Annual Theme 2022
Hygiene

Along with the buildings and interiors of the historic Bauhaus, an idea of cleanliness took shape which also accompanied subsequent minimalistic developments in 20th century architecture and design. The word “clean” in relation to the designed form of objects and buildings described a structure-creating order conceived to make social life simpler. Spaces and fitments were given smooth, clean and hard surfaces made from man-made, industrially manufactured materials. Electrical lighting revealed every hitherto hidden thing, including dirt. With the attempt to create buildings that structure and order people’s lives, work and thoughts, “cleanliness” became a controlling construct in a real, material as well as social and moral sense.
Historically, the arguments of New Architecture and the Bauhaus in favour of the “liberated dwelling” characterised by light, air and sun seized upon the dirty backyards of the metropolises as places of sickness and chaos. In the course of this, “cleaning up” was perceived as liberation. This embraced all areas of life: from the excessive ornamentation of 19th century architecture and interiors to the uncontrolled growth of the cities, the catastrophic experiences of war in the minds and bodies of the people, poverty and want. New forms of knowledge and imaging techniques supported this: microbiology, X-Rays, ergonomics, sociology, racial theory, statistics, etc. These provided the tools to analyse, observe, document, implement and control the practices of cleaning.
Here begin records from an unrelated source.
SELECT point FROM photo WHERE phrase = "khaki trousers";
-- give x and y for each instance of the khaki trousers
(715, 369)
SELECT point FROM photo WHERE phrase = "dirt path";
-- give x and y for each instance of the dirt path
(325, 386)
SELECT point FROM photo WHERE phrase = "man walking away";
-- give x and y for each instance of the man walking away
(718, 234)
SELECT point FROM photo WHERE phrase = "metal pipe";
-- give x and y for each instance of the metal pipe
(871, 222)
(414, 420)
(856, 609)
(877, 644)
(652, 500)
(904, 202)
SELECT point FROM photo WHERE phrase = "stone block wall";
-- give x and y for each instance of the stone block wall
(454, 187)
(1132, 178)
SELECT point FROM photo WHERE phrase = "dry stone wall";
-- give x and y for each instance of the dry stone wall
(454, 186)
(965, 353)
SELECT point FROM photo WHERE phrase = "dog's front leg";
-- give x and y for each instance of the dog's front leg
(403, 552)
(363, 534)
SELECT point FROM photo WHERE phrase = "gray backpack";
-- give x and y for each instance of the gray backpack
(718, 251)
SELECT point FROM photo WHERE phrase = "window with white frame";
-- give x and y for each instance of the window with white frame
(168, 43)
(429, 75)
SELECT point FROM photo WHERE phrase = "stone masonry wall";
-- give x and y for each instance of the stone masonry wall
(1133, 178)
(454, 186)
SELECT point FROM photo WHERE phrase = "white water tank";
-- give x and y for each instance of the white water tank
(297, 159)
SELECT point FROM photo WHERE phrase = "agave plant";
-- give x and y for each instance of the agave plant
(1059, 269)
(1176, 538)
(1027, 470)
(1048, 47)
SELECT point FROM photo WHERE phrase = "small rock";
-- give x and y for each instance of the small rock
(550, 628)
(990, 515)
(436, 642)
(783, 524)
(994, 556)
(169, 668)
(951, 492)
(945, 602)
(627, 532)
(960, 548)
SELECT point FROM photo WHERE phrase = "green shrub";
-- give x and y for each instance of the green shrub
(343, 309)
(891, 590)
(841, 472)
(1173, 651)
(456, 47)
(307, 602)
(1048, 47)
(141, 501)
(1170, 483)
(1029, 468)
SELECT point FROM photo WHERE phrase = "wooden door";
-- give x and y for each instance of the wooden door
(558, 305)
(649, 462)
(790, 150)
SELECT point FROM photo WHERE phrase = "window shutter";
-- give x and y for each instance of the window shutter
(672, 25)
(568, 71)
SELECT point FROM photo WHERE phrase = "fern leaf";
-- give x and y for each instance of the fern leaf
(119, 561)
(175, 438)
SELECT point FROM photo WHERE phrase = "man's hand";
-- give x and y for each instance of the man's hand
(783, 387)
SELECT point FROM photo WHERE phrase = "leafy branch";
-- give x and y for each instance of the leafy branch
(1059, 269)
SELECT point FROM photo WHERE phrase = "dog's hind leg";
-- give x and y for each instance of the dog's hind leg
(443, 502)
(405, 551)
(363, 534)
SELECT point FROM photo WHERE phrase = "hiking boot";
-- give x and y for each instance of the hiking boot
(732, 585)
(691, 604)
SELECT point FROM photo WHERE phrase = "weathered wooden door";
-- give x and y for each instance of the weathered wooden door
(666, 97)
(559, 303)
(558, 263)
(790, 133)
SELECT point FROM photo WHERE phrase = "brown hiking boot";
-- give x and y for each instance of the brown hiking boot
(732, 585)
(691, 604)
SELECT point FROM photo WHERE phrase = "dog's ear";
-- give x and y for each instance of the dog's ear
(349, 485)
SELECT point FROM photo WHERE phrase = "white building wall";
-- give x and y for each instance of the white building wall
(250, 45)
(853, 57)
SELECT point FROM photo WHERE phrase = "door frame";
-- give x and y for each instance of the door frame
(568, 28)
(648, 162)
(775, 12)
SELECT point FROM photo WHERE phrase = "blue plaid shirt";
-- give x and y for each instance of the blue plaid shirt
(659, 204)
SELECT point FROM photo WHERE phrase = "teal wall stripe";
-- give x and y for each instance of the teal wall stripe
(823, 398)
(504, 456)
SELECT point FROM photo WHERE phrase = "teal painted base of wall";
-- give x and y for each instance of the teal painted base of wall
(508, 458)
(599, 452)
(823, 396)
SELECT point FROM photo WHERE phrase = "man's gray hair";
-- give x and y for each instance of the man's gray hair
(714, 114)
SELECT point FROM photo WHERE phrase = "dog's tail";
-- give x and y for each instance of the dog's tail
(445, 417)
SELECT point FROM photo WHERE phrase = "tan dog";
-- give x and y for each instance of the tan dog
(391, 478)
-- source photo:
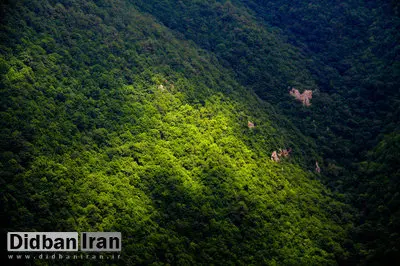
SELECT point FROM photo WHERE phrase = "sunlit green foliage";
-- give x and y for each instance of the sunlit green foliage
(114, 119)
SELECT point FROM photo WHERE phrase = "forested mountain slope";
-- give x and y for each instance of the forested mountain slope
(133, 116)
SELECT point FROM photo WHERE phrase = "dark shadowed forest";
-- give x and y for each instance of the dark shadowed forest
(207, 132)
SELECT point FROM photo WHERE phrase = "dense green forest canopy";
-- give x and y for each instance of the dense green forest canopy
(158, 119)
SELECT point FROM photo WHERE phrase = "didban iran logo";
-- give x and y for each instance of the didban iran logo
(64, 241)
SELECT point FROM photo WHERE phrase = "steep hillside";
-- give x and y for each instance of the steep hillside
(158, 119)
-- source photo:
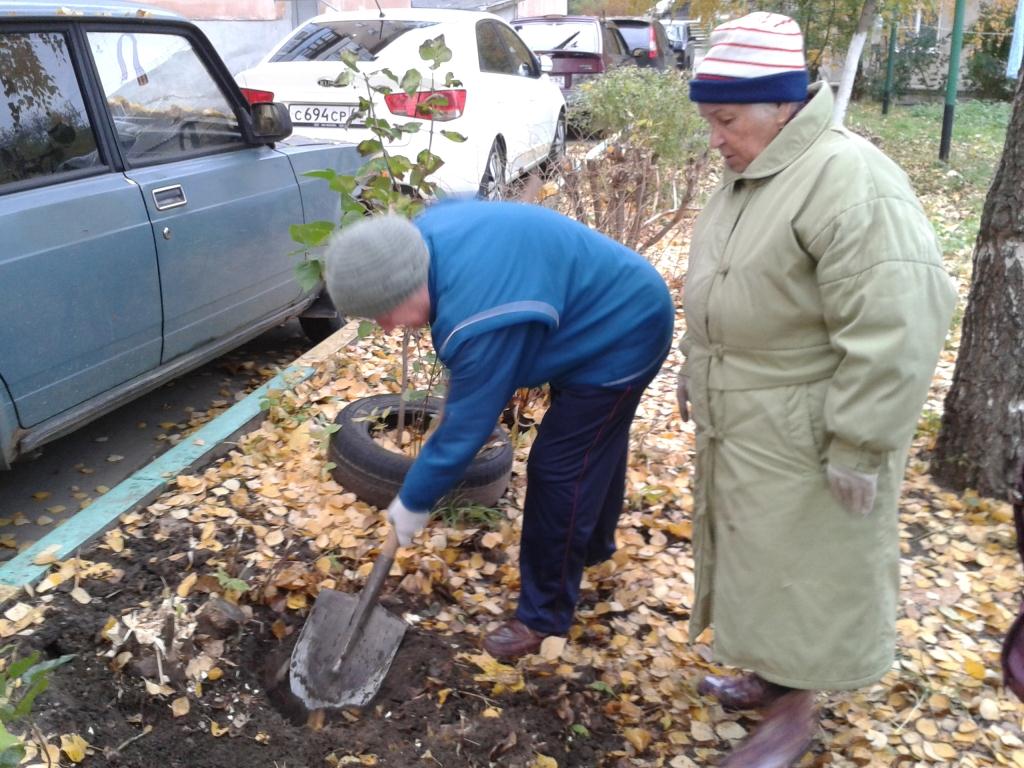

Hygienic methods of disinfection, sterilisation and pasteurisation contributed significantly to disease control and, for example, the reduction of infant and postpartum mortality rates – but likewise to the ideologization of the “pure national body”. This conflicting nature of hygiene and cleanliness ultimately reached its gruesome climax in the concentration camps of the National Socialists.
These cleansing, cathartic and equalising models have long been a focus of criticism, for “cleansing” also means division, categorisation, segregation: nature here, culture there; people here, non-human beings there. In the course of this processes, knowledge cultures rooted in the intertwining of nature and culture were regarded as inferior and thus marginalised. With the sharpened awareness of intermixtures, hybridisations and boundaries, the focus is now shifting to mixing ratios and transition systems – also as regards past events and situations.
With the annual theme Hygiene, the Bauhaus Dessau Foundation will focus on this critical field of modern design and the modern discourse and take a probing, critical look at systems and practices of “cleaning up”. In doing so, new areas of arts and design-based research are opened up which trace the intermixtures of “dirt” and “cleanliness” in design, architecture, artistic and curatorial practice and thus create space, not for a homogenising order, but for the multiplicity of diverse arrangements.